The deadlock of events is usually caused by the assumption that things will always go as planned. The reality is that in business things go as planned only about 35% of the time. The other 65% is either the more expensive way to make money, or the ways that money is lost in a business transaction.
In the scenario of me waiting for my friend at the restaurant, my common sense tells me that I should only wait about an hour before I make the decision that he is not coming to meet me. For other friends this might be two hours because they might be an hour late on a regular basis. But the point is, I would not wait indefinitely. So the addition of an intermediate timer event to my process flow can save the day when I have an event based deadlock.
If you wish to be even more careful about event based deadlocks, try to consider more reasons why the process could fail. For example, as I’m waiting for my friend I hear the tsunami warning siren. The restaurant is by the beach, so I don’t think my friend will meet me. In fact, its time I consider evacuating to higher ground. In this case I would add a signal event to my process that listens to all “broadcasts” that might be interesting to me.
A more realistic example
Now let’s apply the same pattern to a common business problem. Suppose that I send an order to my supplier. Do I wait indefinitely, assuming the supplier received the message? After all, they have been fairly reliable in the past, right? So what happens when I don’t receive the order? Should I continue waiting months later when I have no products to sell because I have no supplies to make anything? Maybe you assumed that someone else would realize this problem and call the manufacturer. But when will they make the call? Most likely it will be after supplies are low and we are at risk of shutting down manufacturing. In other words, it might be too late before we spot the problem. So instead, we model our process to include for provisions such as a timer that monitors when the product is received. Also we allow for the vendor to report an error in processing the order, which should prompt someone in my organization to reorder. And while we are at it, why not ask the supplier to broadcast system outage messages so that we know when to resubmit orders that might have been lost in transmission.

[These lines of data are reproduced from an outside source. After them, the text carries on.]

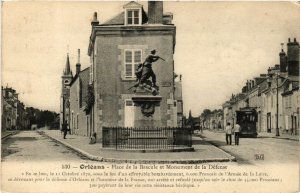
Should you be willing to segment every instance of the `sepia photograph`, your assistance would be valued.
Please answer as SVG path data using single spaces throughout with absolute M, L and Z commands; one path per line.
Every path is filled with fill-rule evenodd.
M 3 1 L 0 192 L 300 191 L 300 3 Z

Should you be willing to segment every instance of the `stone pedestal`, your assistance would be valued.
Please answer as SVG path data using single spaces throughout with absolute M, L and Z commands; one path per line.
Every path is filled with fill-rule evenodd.
M 139 91 L 132 97 L 134 103 L 134 127 L 157 128 L 161 127 L 161 96 L 153 96 L 146 91 Z
M 162 97 L 153 96 L 152 93 L 138 89 L 135 96 L 132 97 L 134 103 L 134 132 L 129 136 L 129 144 L 135 144 L 138 147 L 155 148 L 156 144 L 166 144 L 167 137 L 161 130 L 162 127 L 160 102 Z

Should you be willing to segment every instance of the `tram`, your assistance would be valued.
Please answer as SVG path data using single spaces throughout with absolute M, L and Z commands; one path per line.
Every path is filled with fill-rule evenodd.
M 246 107 L 236 111 L 236 122 L 241 126 L 242 137 L 257 137 L 257 112 L 254 108 Z

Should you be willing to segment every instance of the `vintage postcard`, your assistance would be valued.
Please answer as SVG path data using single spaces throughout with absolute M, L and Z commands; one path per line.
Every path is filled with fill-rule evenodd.
M 1 192 L 299 192 L 299 2 L 1 5 Z

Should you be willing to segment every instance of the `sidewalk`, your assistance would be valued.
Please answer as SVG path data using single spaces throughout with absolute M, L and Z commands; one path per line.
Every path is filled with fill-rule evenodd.
M 16 133 L 18 133 L 19 130 L 12 130 L 12 131 L 2 131 L 1 132 L 1 140 L 11 136 L 11 135 L 14 135 Z
M 200 137 L 193 137 L 193 152 L 157 152 L 141 153 L 102 149 L 100 143 L 89 144 L 87 137 L 77 135 L 67 135 L 67 139 L 58 130 L 39 130 L 41 135 L 64 144 L 85 157 L 106 162 L 126 162 L 126 163 L 205 163 L 205 162 L 230 162 L 235 161 L 235 157 L 225 151 L 207 143 Z
M 281 133 L 280 136 L 276 136 L 275 133 L 261 132 L 261 133 L 258 133 L 257 137 L 299 141 L 299 135 L 291 135 L 291 134 L 288 134 L 288 133 Z
M 206 129 L 205 132 L 209 133 L 224 133 L 224 130 L 211 130 Z M 196 134 L 201 134 L 200 132 L 197 132 Z M 299 141 L 299 135 L 291 135 L 288 133 L 281 133 L 280 136 L 276 136 L 275 133 L 267 133 L 267 132 L 260 132 L 257 135 L 258 138 L 275 138 L 275 139 L 285 139 L 285 140 L 293 140 L 293 141 Z

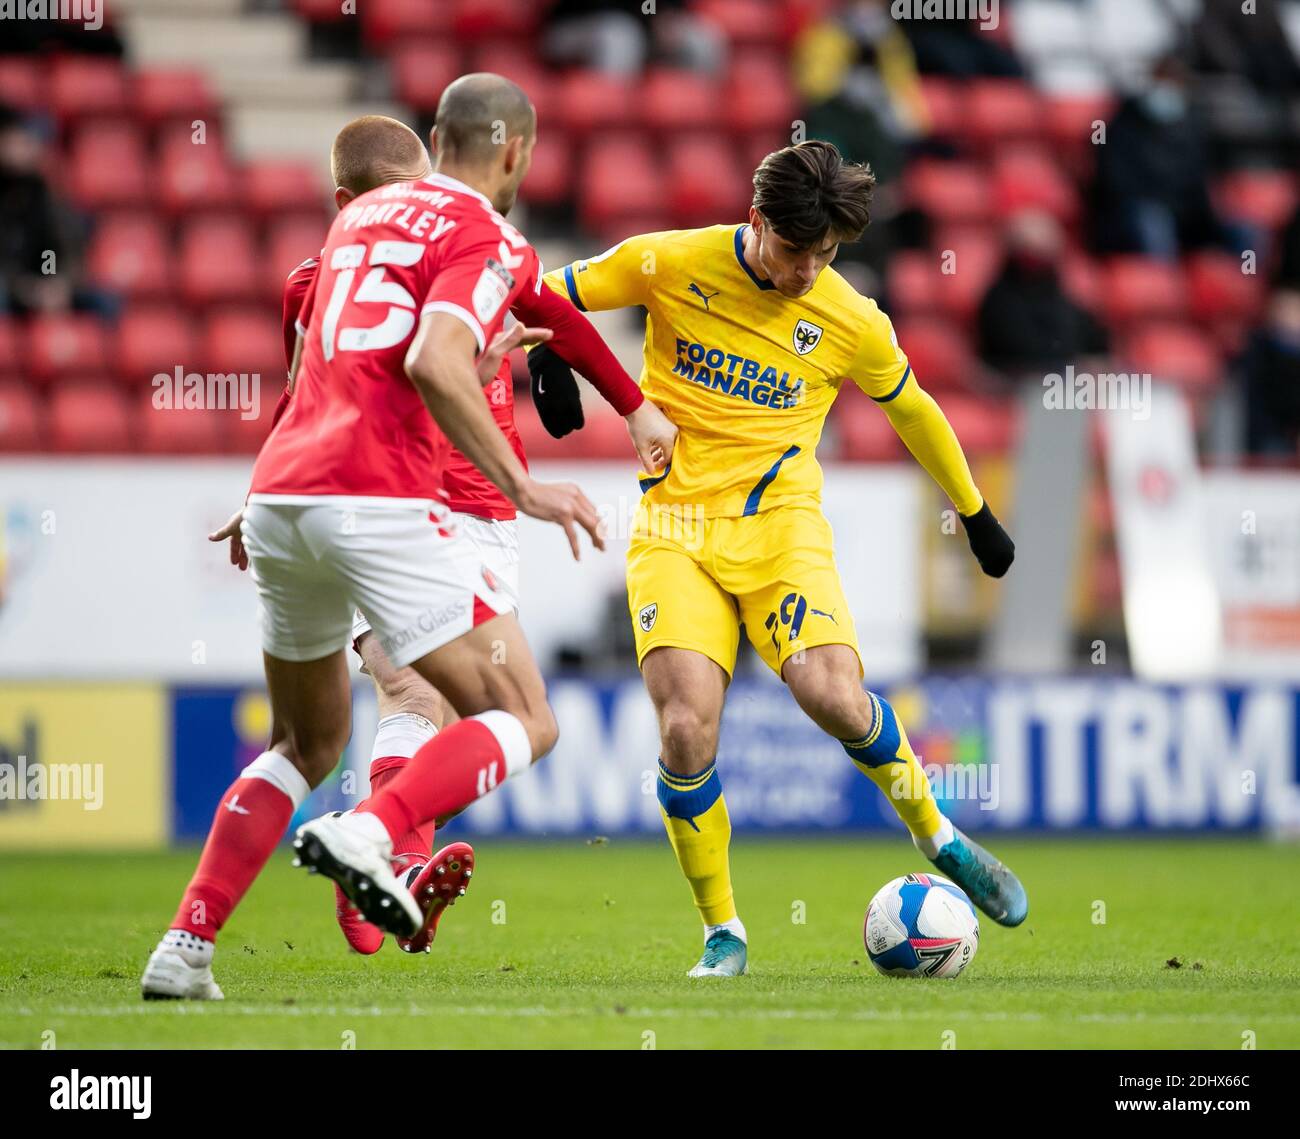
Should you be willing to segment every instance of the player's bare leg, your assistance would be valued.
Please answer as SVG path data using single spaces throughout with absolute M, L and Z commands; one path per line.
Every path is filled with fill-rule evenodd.
M 731 820 L 715 766 L 728 677 L 703 653 L 670 647 L 646 653 L 641 675 L 659 720 L 659 807 L 704 921 L 704 955 L 690 976 L 738 976 L 748 953 L 731 889 Z
M 1013 926 L 1025 920 L 1029 902 L 1020 880 L 939 810 L 889 701 L 862 687 L 852 647 L 804 649 L 785 662 L 781 678 L 808 718 L 840 741 L 893 804 L 922 854 L 994 921 Z
M 355 631 L 355 629 L 354 629 Z M 378 791 L 396 777 L 421 746 L 431 740 L 449 711 L 447 703 L 413 668 L 395 668 L 369 629 L 354 642 L 362 671 L 375 687 L 379 722 L 370 756 L 370 788 Z M 452 713 L 454 717 L 454 713 Z M 364 801 L 358 806 L 364 806 Z M 431 824 L 403 835 L 393 843 L 393 872 L 411 877 L 429 861 L 433 850 Z M 334 887 L 334 916 L 348 945 L 357 953 L 379 952 L 384 931 L 365 920 L 339 886 Z
M 496 616 L 415 661 L 412 667 L 465 717 L 429 740 L 364 808 L 341 818 L 326 817 L 299 828 L 304 846 L 336 831 L 402 835 L 430 820 L 452 815 L 526 770 L 554 745 L 558 728 L 546 689 L 518 621 Z M 311 858 L 304 858 L 311 862 Z M 321 869 L 332 877 L 332 867 Z M 441 913 L 428 899 L 416 930 L 391 929 L 418 937 Z M 372 915 L 373 916 L 373 915 Z M 398 915 L 400 916 L 400 915 Z
M 221 999 L 211 969 L 217 933 L 283 838 L 294 810 L 347 746 L 352 711 L 342 652 L 305 662 L 266 655 L 265 665 L 272 746 L 222 796 L 198 869 L 145 968 L 146 999 Z

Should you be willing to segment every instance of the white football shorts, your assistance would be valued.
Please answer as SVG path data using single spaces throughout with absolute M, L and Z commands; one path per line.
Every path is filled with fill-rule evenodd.
M 445 508 L 254 499 L 242 526 L 262 647 L 281 660 L 346 648 L 359 609 L 398 668 L 510 613 L 514 595 Z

Hopefully this clarifies the usage of the event-based exclusive gateway. I hope you can now see that although the event based gateway uses a pattern difficult to understand, it’s well worth while learning. It’s one of the most powerful shapes in BPMN. Processes are not linear and don’t always function like clockwork. Modeling in the flowchart style with swimlanes and everything being perfectly sequential doesn’t depict the true nature of business processes. In the real world, processes are event based, and 65% of the time things don’t follow the optimal plan. By using an event based process model you are more likely to uncover the subtle details and pockets of inefficiency.